[RFC PATCHv5 2/7] nvme-multipath: add support for adaptive I/O policy

Fri Dec 26 10:16:08 PST 2025

On 12/25/25 6:15 PM, Sagi Grimberg wrote:
> 
> 
> On 23/12/2025 16:50, Nilay Shroff wrote:
>> [...]
>>>>> I am not sure that normalizing to 512 blocks is a good proxy. I think that large IO will
>>>>> have much lower amortized latency per 512 block. which could create an false bias
>>>>> to place a high weight on a path, if that path happened to host large I/Os no?
>>>>>
>>>> Hmm, I think yes, good point, I think for nvme over fabrics this could be true.
>>>>
>>> Although technically we are then measure two different things (IO latency vs block latency). But yeah, block latency might be better
>>> suited for the normal case; I do wonder, though, if for high-speed
>>> links we do see a difference as the data transfer time is getting
>>> really fast...
>>>
>> For a high speed/bandwidth NIC card the transfer speed would be very fast,
>> though I think for a very large I/O size, we would see a higer latency due
>> to tcp segmentation and re-assembly.
>>
>> On my nvmf-tcp testbed, I do see the latency differences as shown below
>> for varying I/O size (captured for random-read direct I/O workload):
>> I/O-size    Avg-latency(usec)
>>   512            12113
>>   1k             10058
>>   2k             11246
>>   4k             12458
>>   8k             12189
>>   16k            11617
>>   32k            17686
>>   64k            28504
>>   128k           59013
>>   256k           118984
>>   512k           233428
>>   1M             460000
>>
>> As can be seen, for smaller block sizes (512B–16K), latency remains relatively
>> stable in the ~10–12 ms range. Starting at 32K and more noticeably at 64K and
>> above, latency increases significantly and roughly doubles with each step in
>> block size. Based on this data, I propose using coarse-grained I/O size buckets
>> to preserve latency characteristics while avoiding excessive fragmentation of
>> statistics. The suggested bucket layout is as follows:
>>
>> Bucket        block-size-range
>> small        512B-32k
>> medium        32k-64k
>> large-64k    64k-128k
>> large-128k    128k-256k
>> large-256k    256k-512k
>> large-512k    512k-1M
>> very-large    >=1M
>>
>> In this model,
>> - A single small bucket captures latency for I/O sizes where latency remains
>>    largely uniform.
>> - A medium bucket captures the transition region.

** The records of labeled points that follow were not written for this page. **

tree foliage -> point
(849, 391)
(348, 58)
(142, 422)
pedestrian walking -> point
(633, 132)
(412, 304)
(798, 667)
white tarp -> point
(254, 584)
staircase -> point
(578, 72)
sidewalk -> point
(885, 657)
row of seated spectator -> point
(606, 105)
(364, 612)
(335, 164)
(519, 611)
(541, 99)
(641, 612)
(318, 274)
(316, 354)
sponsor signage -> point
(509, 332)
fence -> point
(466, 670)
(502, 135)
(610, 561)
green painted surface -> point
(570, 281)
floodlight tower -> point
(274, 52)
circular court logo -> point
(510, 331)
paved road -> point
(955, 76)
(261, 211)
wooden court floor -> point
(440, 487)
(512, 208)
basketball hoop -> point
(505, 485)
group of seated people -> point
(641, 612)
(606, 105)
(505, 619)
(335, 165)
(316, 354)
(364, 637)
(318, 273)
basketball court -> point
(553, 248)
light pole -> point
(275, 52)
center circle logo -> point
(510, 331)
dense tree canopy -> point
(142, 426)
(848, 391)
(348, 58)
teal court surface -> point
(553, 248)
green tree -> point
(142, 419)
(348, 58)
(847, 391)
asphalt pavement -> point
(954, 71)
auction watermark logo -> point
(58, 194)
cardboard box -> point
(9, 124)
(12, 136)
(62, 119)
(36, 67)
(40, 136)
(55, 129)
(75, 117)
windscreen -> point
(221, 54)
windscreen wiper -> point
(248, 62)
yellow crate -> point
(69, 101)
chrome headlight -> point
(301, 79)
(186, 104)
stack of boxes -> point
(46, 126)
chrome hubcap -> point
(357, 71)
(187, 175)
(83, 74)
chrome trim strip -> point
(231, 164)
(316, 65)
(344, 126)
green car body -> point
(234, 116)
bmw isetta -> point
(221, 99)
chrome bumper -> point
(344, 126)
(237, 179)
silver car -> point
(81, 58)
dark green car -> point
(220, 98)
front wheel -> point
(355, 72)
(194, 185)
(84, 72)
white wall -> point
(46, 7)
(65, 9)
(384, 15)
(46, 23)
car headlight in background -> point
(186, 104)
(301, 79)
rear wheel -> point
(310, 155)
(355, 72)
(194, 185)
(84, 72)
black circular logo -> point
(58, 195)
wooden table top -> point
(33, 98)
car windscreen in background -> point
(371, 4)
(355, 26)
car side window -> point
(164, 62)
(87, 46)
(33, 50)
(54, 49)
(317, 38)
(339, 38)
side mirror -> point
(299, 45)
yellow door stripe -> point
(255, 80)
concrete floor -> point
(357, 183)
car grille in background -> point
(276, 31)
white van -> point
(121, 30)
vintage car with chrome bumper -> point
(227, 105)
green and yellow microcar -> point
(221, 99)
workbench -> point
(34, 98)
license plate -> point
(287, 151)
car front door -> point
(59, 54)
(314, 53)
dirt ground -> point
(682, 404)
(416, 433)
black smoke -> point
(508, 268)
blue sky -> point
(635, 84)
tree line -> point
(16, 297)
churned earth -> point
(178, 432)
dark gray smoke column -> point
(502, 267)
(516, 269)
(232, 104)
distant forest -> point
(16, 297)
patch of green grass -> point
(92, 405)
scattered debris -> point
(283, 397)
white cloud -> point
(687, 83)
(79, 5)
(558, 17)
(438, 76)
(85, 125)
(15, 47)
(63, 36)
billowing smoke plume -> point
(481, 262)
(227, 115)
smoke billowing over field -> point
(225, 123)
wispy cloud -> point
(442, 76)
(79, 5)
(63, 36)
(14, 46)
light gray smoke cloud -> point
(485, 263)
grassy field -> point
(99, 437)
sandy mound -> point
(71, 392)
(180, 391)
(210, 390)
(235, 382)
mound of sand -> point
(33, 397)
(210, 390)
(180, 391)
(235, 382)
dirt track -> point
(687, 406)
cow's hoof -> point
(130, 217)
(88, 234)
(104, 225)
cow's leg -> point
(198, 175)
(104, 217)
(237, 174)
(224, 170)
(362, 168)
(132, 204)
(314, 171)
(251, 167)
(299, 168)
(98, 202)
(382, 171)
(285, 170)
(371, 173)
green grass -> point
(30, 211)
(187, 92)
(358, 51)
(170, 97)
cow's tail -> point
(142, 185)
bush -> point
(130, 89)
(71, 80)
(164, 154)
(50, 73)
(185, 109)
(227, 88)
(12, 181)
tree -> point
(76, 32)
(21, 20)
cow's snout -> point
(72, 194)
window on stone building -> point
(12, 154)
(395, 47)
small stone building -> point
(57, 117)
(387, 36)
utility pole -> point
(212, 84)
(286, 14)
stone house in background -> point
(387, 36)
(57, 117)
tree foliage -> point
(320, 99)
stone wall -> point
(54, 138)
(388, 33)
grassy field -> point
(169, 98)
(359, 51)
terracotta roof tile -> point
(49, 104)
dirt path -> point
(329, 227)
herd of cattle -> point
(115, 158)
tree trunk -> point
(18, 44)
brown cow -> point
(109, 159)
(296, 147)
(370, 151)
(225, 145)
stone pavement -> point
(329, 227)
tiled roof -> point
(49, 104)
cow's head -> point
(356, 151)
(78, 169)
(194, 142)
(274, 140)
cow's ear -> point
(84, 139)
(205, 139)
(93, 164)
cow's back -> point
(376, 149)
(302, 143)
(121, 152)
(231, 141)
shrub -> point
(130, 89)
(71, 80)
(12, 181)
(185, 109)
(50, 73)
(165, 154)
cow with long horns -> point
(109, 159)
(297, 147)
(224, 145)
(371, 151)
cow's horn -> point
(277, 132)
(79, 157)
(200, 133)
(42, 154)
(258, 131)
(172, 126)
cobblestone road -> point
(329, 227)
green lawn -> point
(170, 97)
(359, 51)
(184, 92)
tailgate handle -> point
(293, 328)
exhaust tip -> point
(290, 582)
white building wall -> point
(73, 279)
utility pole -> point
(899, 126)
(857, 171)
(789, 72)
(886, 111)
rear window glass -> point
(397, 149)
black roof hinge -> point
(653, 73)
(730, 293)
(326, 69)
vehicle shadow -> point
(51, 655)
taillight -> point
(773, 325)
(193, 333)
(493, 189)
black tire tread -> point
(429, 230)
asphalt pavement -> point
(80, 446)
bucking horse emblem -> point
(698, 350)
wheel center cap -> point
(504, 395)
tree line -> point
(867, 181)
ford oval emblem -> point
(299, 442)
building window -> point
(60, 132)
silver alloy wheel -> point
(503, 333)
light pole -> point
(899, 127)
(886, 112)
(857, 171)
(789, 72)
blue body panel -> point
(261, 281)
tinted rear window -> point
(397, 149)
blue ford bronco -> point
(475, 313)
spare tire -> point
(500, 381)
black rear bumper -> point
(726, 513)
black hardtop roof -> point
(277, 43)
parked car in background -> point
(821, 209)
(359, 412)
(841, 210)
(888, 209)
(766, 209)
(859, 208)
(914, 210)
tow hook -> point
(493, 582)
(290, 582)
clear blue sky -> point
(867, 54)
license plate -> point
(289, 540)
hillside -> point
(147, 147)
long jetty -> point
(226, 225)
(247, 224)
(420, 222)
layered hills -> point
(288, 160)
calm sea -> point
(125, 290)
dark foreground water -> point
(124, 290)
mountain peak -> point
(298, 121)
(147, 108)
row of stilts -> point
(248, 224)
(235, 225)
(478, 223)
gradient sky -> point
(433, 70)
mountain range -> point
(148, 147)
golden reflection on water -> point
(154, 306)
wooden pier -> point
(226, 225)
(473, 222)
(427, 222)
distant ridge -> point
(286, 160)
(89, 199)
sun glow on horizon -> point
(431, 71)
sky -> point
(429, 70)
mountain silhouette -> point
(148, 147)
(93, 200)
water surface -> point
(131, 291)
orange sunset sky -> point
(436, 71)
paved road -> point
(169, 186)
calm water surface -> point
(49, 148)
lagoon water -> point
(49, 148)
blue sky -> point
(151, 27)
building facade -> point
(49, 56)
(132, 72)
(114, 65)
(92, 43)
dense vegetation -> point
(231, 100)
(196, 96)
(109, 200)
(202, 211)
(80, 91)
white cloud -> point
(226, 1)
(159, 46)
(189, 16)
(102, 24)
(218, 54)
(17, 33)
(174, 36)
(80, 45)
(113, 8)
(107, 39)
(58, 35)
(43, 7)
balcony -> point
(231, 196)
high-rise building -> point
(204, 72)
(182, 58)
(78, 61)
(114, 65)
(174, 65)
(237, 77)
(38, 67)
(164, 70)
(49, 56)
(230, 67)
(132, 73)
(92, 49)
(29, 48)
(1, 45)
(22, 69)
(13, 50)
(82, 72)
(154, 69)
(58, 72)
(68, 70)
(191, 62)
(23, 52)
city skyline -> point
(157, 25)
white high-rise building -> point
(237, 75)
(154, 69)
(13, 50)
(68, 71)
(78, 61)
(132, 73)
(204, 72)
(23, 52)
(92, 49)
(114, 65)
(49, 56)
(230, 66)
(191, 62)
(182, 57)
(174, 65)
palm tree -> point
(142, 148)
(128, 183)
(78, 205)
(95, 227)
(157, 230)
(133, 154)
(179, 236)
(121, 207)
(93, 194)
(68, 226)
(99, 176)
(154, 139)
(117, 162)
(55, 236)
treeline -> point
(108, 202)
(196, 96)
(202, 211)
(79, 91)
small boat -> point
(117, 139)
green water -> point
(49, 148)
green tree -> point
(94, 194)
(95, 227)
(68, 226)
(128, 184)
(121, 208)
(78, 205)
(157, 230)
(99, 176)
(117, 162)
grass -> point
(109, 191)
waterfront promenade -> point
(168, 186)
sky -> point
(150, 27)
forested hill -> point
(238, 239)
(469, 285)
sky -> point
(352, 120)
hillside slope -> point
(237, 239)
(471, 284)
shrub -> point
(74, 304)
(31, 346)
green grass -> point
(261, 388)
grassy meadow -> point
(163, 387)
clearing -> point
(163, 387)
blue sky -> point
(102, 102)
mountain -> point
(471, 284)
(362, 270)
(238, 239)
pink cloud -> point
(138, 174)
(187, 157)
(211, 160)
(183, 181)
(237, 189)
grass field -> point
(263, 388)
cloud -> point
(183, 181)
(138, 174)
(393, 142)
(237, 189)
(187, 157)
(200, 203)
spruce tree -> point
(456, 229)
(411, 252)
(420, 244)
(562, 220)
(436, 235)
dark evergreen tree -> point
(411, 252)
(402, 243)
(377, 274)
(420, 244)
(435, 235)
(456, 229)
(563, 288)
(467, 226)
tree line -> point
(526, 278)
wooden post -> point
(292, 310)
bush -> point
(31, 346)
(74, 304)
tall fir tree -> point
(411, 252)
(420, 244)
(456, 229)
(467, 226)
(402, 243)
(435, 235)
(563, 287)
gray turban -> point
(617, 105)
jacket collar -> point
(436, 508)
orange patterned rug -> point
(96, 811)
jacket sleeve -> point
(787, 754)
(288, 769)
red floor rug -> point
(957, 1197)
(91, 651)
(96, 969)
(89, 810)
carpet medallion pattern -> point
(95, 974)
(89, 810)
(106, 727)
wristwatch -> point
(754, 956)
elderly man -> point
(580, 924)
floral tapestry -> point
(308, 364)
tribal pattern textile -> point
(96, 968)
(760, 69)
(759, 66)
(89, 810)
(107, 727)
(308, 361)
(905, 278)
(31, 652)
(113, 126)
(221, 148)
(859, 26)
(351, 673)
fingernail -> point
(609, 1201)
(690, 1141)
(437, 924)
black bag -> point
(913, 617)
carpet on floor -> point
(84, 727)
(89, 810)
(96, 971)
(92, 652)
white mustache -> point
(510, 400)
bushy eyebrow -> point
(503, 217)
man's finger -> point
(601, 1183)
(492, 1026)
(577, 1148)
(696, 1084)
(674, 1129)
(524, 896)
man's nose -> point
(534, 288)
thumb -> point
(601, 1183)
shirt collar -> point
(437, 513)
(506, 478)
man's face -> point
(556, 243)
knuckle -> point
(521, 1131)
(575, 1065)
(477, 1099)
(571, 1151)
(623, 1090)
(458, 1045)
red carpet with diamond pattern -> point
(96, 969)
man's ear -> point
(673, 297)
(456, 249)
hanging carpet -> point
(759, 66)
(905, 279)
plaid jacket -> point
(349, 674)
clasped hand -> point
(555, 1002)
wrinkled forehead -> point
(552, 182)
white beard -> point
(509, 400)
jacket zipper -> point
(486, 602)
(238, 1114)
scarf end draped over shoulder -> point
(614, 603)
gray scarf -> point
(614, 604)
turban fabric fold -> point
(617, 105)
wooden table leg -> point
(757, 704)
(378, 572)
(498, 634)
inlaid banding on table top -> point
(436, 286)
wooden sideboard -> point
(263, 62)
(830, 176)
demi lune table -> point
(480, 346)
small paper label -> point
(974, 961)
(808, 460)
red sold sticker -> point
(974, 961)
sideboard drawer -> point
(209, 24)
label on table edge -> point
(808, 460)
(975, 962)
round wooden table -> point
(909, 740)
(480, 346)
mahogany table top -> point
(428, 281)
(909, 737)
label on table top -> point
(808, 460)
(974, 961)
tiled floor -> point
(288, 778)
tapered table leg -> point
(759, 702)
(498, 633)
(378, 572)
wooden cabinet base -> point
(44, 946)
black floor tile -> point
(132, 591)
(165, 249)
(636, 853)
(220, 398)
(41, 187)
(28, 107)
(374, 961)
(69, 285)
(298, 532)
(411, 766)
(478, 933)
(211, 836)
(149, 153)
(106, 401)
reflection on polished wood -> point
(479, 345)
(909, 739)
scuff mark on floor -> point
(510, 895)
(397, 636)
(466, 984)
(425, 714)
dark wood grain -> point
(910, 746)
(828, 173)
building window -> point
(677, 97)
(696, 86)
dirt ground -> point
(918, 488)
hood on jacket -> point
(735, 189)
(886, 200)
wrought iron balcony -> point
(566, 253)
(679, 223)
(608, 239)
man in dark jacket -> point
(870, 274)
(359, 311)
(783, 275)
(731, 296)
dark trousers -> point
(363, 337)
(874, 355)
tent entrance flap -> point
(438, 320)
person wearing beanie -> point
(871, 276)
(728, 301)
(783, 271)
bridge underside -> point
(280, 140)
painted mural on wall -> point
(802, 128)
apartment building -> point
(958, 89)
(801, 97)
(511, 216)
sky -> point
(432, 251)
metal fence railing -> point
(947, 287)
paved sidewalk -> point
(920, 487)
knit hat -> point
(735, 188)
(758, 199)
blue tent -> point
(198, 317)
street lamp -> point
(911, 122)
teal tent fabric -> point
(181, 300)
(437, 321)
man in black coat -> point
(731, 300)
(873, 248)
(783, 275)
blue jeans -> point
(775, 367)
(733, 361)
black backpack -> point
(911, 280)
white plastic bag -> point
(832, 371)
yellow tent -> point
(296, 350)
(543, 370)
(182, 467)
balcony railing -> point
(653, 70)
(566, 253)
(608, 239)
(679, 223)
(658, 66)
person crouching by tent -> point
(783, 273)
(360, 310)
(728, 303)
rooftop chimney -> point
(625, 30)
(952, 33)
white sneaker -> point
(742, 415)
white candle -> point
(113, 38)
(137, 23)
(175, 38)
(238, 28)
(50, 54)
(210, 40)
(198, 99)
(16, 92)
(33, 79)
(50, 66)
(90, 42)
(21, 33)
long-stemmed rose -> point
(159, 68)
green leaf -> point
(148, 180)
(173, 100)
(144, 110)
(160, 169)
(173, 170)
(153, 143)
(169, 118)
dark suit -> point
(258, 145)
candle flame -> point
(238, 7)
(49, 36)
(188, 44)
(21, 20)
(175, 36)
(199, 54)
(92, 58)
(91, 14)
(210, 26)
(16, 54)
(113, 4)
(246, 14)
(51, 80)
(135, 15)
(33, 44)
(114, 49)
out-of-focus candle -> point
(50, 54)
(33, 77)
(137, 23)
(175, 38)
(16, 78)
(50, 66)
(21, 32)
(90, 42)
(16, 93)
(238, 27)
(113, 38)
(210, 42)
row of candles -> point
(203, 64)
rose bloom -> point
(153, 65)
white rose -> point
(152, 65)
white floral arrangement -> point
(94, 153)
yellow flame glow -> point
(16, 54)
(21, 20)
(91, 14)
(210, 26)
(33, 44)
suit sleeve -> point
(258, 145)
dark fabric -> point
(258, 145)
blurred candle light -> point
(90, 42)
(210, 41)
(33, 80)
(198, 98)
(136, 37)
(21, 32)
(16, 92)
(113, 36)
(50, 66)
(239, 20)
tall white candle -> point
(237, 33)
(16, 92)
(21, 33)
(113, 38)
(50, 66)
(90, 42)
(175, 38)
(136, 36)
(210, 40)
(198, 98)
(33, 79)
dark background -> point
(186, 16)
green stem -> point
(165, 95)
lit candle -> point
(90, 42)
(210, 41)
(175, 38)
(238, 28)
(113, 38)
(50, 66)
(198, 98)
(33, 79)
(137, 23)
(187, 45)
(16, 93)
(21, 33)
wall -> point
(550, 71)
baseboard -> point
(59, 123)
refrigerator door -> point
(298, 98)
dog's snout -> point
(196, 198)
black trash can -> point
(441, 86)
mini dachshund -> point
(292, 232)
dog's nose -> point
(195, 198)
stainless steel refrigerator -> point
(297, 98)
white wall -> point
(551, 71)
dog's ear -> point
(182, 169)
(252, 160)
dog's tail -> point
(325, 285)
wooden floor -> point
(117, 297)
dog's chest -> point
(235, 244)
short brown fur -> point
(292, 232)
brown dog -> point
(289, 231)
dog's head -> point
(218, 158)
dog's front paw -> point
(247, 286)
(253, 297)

>> - Separate large buckets preserve the rapidly increasing latency behavior
>>    observed for larger block sizes.
>> - A very-large bucket handles any I/O beyond 1M.
>>
>> This approach allows the adaptive policy to retain meaningful latency distinctions across
>> I/O size regimes while keeping the number of buckets manageable and statistically stable,
>> make sense?
> 
> Yes
> 
>>
>>> [ .. ]
>>>>>> I understand your concern about whether it really makes sense to keep this
>>>>>> per-cpu-per-ns, and I see your point that you would prefer maintaining the
>>>>>> stat per-hctx instead of per-CPU.
>>>>>>
>>>>>> However, as mentioned earlier, during path selection we cannot reliably map an
>>>>>> I/O to a specific hctx, so using per-hctx statistics becomes problematic in
>>>>>> practice. On the other hand, maintaining the metrics per-CPU has an additional
>>>>>> advantage: on a NUMA-aware system, the measured I/O latency naturally reflects
>>>>>> the NUMA distance between the workload’s CPU and the I/O controller. This means
>>>>>> that on multi-node systems, the policy can automatically favor I/O paths/controllers
>>>>>> that are local/near to the CPU issuing the request, which may lead to better
>>>>>> latency characteristics.
>>>>> With this I tend to agree. but per-cpu has lots of other churns IMO.
>>>>> Maybe the answer is that paths weights are maintained per NUMA node?
>>>>> then accessing these weights in the fast-path is still cheap enough?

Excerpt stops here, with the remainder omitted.